Potere discrezionale del giudice nell’applicazione della pena

potere discrezionaleLa Suprema Corte di Cassazione con la sentenza che si riporta in commento si pronuncia in merito all’esercizio del potere discrezionale del giudice nell’applicazione della pena.

Ai sensi dell’art. 132 Codice Penale: “Nei limiti fissati dalla legge, il giudice applica la pena discrezionalmente; esso deve indicare i motivi che giustificano l’uso di tale potere discrezionale.
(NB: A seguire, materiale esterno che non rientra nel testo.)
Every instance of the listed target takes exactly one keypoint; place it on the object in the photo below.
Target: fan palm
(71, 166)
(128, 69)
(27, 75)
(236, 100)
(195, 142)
Nell’aumento o nella diminuzione della pena non si possono oltrepassare i limiti stabiliti per ciascuna specie di pena, salvi i casi espressamente determinati dalla legge“.

Ai sensi del successivo art. 133 Codice Penale: “Nell’esercizio del potere discrezionale indicato nell’articolo precedente, il giudice deve tener conto della gravità del reato, desunta:
1) dalla natura, dalla specie, dai mezzi, dall’oggetto, dal tempo, dal luogo e da ogni altra modalità dell’azione;
2) dalla gravità del danno o del pericolo cagionato alla persona offesa dal reato;
3) dalla intensità del dolo o dal grado della colpa.
Il giudice deve tener conto, altresì, della capacità a delinquere del colpevole, desunta:
1) dai motivi a delinquere  e dal carattere del reo ;
2) dai precedenti penali e giudiziari e, in genere, dalla condotta e dalla vita del reo, antecedenti al reato ;
3) dalla condotta contemporanea o susseguente al reato ;
4) dalle condizioni di vita individuale, familiare e sociale del reo“.

Per costante giurisprudenza di legittimità, “la graduazione della pena, anche rispetto agli aumenti ed alle diminuzioni previsti per le circostanze aggravanti ed attenuanti, rientra nella discrezionalità del giudice di merito, il quale la esercita, così come per fissare la pena base, in aderenza ai principi enunciati negli artt. 132 e 133 Codice Penale, sicché è inammissibile la censura che, nel giudizio di cassazione, miri ad una nuova valutazione della congruità della pena”.

Le Sezioni Unite della Suprema Corte di Cassazione hanno altresì puntualizzato che le statuizioni relative al giudizio di comparazione tra opposte circostanze, implicando una valutazione discrezionale tipica del giudizio di merito, sfuggono al sindacato di legittimità qualora non siano frutto di mero arbitrio o di ragionamento illogico e siano sorrette da sufficiente motivazione, tale dovendo ritenersi quella che per giustificare la soluzione dell’equivalenza si sia limitata a ritenerla la più idonea a realizzare l’adeguatezza della pena irrogata in concreto.